As a recovering grade addict, I have thought a lot about the effects of grades on my life. The terror of getting a grade worse than an A during my middle and high school years was enough to affect many of my decisions about what extra-curricular activities I chose, what classes I took, and how I spent my free time. At the time, I liked to think that I had it all under control and that grades didn’t matter. But they did. So much so that I still remember the deep anger I felt toward one of my math teachers who, during my senior year, granted me the only B I had received in my whole young life. I blamed him for so much, much more than was necessary, and even worse I would not forgive myself for being such a failure.
It wasn’t until a few years later during my undergraduate degree that I finally started to loosen my grip (just slightly) on the “straight A” ideal. Before you get the idea that I was going rogue and not caring at all about grades, just know that that wasn’t the case. The grade addiction ran deep, and I still cared. I still fought for those A’s as much as before. But I started to recognize that a grade wasn’t a reflection on my worth or my identity. I began to realize that I had foolishly thought that the definition of who I was required some statement on my intelligence and that my intelligence was clearly linked to my GPA. It occurred to me that I needed to reject this line of thinking. I started to take things in stride, and a grade less than an A had less power over me than it did before. I won’t lie, it still stung, but I guess I cared more about how far I had come and all the people I had interacted with when I wasn’t studying. It was a small step, but a necessary one.

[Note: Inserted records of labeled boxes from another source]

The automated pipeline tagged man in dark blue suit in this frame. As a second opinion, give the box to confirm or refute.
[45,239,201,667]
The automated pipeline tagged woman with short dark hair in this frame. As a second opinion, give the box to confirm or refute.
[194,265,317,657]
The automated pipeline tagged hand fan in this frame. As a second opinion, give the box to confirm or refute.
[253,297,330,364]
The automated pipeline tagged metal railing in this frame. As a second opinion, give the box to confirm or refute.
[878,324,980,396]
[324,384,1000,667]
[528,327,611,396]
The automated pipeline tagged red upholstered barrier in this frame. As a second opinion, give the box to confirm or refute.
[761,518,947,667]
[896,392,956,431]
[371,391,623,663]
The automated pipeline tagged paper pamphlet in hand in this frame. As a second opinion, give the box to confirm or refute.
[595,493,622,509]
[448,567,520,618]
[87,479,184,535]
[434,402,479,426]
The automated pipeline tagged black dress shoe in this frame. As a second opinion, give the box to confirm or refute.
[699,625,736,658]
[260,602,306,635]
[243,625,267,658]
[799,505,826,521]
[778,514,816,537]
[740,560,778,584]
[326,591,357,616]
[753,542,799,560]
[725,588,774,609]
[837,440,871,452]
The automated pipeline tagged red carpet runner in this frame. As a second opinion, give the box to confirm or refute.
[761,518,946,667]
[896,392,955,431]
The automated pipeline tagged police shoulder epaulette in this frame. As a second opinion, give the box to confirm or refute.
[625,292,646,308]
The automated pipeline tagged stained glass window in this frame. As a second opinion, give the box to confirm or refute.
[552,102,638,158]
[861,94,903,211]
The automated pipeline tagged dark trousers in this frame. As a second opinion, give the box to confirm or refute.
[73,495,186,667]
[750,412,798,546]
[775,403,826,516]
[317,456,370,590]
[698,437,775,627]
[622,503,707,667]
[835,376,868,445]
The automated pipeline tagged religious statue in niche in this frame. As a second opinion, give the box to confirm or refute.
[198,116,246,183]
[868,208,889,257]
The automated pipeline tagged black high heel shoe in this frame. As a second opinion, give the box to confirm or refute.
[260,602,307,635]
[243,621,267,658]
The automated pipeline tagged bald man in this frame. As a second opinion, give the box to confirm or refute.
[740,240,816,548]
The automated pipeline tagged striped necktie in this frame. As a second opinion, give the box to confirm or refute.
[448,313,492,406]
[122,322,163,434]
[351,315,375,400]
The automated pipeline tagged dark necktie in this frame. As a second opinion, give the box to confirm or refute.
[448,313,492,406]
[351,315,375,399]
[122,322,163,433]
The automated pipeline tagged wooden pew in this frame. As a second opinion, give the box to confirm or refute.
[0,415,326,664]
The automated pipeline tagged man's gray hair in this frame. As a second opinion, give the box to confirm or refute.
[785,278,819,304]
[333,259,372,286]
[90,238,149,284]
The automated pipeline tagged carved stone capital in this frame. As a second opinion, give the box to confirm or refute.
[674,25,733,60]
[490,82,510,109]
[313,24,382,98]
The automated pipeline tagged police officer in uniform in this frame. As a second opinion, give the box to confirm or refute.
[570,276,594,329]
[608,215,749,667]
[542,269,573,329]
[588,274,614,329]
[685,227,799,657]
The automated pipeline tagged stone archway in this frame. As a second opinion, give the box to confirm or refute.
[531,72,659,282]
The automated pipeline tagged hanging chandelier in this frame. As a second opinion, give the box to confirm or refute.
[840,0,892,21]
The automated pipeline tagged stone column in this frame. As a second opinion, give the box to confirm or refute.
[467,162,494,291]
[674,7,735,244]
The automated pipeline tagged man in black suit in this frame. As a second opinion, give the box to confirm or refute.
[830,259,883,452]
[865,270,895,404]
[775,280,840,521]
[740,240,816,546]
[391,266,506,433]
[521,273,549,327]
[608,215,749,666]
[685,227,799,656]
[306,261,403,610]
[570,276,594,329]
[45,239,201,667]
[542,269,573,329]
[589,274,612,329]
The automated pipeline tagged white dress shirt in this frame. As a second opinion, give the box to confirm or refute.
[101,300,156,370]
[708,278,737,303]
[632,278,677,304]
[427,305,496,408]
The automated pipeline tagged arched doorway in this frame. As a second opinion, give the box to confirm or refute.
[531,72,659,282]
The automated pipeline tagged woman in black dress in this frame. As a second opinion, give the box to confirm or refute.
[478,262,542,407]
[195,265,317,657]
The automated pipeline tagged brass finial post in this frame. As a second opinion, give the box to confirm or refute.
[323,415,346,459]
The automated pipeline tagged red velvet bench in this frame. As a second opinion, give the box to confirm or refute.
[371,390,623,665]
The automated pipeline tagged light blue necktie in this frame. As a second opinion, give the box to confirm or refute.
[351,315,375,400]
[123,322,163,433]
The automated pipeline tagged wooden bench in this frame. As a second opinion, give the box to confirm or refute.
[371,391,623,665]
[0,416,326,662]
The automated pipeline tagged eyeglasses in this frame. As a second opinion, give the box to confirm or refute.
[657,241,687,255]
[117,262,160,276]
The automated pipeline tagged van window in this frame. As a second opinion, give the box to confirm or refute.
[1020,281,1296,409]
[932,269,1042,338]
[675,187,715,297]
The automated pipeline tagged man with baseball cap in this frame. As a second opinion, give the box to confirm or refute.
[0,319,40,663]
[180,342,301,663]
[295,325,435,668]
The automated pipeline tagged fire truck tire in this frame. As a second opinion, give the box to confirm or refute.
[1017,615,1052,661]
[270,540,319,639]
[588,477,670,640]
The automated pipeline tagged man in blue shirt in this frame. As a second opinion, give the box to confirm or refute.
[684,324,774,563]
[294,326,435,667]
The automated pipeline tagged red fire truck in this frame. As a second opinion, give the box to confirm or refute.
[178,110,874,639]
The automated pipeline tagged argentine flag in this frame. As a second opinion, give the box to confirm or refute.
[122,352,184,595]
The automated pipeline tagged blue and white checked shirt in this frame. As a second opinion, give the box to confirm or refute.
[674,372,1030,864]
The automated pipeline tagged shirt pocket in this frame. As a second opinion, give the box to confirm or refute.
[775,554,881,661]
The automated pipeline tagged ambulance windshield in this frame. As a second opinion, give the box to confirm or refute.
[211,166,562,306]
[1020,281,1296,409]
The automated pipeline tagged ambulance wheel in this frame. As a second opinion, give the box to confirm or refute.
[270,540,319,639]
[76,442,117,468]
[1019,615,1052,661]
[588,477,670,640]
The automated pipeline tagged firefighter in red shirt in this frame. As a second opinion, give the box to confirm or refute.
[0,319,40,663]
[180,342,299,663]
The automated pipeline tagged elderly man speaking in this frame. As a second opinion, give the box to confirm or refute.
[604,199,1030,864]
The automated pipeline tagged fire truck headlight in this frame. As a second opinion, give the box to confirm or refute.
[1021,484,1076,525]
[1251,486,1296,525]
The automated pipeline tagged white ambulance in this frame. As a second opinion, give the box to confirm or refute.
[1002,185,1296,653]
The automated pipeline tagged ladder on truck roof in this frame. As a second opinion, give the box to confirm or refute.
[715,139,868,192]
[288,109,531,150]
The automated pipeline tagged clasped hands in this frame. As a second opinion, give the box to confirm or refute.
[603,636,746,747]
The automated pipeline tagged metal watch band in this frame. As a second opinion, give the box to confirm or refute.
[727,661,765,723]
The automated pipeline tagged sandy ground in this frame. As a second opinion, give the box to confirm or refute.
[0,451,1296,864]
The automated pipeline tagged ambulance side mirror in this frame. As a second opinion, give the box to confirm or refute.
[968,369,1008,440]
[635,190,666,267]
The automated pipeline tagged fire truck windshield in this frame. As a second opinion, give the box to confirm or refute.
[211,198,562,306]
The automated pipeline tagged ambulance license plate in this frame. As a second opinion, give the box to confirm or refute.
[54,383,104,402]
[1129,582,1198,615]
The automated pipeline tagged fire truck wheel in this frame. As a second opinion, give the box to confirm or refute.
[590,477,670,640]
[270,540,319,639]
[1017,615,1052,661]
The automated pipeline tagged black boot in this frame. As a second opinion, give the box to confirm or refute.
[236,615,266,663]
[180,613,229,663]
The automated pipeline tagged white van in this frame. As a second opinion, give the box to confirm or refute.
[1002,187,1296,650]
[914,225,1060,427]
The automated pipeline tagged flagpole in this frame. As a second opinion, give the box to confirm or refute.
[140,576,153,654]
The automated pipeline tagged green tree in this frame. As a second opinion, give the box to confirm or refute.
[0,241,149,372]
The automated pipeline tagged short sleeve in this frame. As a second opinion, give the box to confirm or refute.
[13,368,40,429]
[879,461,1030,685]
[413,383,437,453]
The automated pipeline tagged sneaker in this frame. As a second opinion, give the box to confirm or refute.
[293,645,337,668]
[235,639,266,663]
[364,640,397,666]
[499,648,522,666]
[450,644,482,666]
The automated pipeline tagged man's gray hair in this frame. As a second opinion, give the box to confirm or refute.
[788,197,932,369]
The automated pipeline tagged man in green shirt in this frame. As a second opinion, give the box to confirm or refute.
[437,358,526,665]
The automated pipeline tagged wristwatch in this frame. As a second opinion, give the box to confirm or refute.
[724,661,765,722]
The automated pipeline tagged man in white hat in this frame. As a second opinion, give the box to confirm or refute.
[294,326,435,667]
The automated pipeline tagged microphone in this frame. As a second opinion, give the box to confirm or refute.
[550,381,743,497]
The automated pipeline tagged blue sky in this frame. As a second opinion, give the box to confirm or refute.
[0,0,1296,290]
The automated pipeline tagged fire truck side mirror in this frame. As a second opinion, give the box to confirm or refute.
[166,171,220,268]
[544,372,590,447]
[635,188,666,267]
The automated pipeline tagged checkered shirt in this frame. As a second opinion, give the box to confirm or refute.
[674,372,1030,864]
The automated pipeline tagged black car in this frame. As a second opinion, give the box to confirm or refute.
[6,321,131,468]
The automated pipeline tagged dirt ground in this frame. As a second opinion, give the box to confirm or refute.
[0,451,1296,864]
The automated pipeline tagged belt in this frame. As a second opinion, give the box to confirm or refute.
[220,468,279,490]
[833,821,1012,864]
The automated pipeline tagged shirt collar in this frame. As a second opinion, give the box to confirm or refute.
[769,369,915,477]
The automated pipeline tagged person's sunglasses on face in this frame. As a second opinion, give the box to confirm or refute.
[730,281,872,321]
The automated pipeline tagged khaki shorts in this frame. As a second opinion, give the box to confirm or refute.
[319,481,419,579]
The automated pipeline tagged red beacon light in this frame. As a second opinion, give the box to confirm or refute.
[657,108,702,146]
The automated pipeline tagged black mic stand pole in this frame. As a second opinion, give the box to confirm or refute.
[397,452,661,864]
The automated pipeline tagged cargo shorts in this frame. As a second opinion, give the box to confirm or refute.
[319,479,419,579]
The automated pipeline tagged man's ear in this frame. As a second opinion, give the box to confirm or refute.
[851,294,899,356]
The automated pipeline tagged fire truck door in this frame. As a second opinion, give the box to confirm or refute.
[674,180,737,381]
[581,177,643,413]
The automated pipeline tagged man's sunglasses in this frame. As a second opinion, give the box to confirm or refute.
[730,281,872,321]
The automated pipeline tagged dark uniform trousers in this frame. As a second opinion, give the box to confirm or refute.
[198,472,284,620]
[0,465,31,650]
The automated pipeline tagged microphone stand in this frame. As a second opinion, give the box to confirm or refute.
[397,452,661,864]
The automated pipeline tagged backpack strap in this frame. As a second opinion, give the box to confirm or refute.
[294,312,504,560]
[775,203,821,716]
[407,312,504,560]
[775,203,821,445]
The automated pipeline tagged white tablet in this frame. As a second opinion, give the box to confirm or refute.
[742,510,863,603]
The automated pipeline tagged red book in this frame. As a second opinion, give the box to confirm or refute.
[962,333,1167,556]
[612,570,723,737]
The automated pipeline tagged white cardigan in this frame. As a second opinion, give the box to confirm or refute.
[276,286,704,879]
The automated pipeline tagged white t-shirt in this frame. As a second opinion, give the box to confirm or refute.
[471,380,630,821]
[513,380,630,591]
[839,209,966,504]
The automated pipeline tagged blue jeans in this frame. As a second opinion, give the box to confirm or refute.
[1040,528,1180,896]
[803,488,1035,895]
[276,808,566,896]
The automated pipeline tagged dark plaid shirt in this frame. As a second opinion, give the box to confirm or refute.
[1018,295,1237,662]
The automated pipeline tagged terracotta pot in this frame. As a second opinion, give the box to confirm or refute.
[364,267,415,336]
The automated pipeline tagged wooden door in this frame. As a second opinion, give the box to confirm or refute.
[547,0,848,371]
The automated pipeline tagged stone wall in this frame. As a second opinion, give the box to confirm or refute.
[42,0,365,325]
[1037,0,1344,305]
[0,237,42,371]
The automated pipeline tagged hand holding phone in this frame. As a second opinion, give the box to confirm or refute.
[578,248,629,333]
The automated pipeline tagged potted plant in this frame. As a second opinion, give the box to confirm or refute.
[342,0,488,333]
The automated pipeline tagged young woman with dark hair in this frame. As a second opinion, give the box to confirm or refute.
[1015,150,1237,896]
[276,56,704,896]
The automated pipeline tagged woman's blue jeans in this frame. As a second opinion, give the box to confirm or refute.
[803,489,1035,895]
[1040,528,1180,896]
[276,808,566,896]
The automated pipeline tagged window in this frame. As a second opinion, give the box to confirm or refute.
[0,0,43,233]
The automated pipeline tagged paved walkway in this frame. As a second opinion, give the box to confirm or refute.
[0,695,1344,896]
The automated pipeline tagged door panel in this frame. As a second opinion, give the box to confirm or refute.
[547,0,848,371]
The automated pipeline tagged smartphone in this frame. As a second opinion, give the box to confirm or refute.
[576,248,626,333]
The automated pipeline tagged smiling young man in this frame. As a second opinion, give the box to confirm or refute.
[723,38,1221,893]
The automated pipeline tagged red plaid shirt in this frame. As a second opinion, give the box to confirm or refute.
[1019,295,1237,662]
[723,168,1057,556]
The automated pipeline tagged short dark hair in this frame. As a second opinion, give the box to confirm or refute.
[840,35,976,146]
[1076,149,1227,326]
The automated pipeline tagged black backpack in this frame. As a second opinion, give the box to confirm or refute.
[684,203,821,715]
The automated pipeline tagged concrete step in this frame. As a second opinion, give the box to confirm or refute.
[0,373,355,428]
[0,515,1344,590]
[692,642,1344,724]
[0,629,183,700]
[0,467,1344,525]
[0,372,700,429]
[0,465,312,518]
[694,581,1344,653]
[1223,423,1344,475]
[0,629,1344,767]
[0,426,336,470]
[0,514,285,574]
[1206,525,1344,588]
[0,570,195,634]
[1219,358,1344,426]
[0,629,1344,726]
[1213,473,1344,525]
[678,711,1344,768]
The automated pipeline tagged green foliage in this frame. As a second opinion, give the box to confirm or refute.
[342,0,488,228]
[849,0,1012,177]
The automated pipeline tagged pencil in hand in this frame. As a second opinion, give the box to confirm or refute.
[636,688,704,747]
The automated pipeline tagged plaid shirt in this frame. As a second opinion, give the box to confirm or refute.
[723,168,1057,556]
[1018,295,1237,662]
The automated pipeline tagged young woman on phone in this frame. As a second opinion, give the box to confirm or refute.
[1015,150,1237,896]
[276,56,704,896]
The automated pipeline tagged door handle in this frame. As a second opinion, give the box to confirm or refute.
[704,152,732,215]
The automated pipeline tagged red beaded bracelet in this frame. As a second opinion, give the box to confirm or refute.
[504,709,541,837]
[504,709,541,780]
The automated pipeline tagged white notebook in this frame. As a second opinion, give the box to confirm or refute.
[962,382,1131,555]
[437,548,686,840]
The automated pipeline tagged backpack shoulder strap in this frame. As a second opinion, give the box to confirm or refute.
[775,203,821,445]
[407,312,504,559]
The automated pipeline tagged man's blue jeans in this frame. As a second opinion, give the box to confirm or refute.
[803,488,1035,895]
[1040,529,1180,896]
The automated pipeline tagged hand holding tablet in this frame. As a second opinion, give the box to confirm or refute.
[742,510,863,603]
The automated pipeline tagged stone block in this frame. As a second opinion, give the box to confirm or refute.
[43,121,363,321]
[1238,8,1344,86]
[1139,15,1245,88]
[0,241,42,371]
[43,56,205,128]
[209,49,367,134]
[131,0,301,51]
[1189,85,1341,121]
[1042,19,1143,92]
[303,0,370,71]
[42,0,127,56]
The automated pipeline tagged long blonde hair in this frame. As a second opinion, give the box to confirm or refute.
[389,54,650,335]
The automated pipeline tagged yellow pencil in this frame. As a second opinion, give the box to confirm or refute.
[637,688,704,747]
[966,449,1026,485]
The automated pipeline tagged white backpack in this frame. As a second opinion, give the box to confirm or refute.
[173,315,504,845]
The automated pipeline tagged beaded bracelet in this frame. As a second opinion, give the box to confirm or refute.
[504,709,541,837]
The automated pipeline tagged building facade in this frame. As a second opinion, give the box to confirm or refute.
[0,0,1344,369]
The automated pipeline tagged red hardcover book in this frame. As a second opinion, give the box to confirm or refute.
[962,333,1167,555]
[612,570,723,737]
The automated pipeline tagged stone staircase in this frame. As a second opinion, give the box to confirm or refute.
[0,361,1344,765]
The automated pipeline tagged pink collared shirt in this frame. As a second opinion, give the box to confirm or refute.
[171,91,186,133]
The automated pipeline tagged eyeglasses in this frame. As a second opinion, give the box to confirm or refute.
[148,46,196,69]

Now as I am preparing to become an educator in higher education, I wonder what to do about grading in my future courses. I still feel the lingering affects of grade addiction, and it is hard to let go. I alone cannot completely eradicate grades from the university system, and I will likely have to submit grades at the end of each semester as always. But what can I do to ease the pressure of grades on students? What can I do to help them have their eyes on the adventure of learning rather than the hurdle of the GPA?
For one thing, I can remember a few key lessons from interesting studies. First: Dan Pink has summarized many scientific studies about motivation in his TED talk, “The Surprising Truth about What Motivates Us.” These studies showed that when offered some external reward or punishment for a simple mechanical task, people performed better. However, when these same rewards or punishments were offered on a creative or cognitive task, performance WORSENED. You have probably felt this way before. Dan Pink says that what we need to succeed in our creative endeavors are 1) autonomy, 2) mastery, and 3) purpose. If I can find a way to incorporate these three things into the classroom, I think that the students will feel more joy in learning than fear of grades.
Another thing I would like to incorporate is something from the experience of an English teacher, Jeff Robbins, as told in Alfie Kohn’s “The Case Against Grades.” This teacher decided that the best way to remove grades from his classroom was to offer comments to all of his students on their work, write short notes about their progress in his own gradebook, and then sit down with them at the end of the semester to collectively discuss what they learned and, at the end of the conversation, their final grade. What I love about this approach is the way the instructor sits down with the students and focuses on individual improvement and learning. I also think that giving meaningful feedback on the students’ work is essential to encouraging progress.
To wrap up this post, I want to leave you with two quotes–one that I found to be very meaningful and one that I thought was a bit cheeky. First, from Alfie Kohn:
“Impress upon students that what they’re doing will count toward their grade, and their response will likely be to avoid taking any unnecessary intellectual risks. They’ll choose a shorter book, or a project on a familiar topic, in order to minimize the chance of doing poorly — not because they’re ‘unmotivated’ but because they’re rational. They’re responding to adults who, by telling them the goal is to get a good mark, have sent the message that success matters more than learning.”
The last quote I have is something funny I found from Katie Hendrickson’s summary of assessment in Finland. I’ve heard a lot of people praising Finland for their educational system, including my sister who lived there for over a year, so I figured I would jump on the bandwagon for a minute :). In their system, they do not frequently administer “high-stakes” testing, though when the international assessments come every couple of years, students from Finland tend to do very well. Why? Well, as one principal put it:
“Some testing is thus ultimately necessary…if only to prove that regular testing is not.”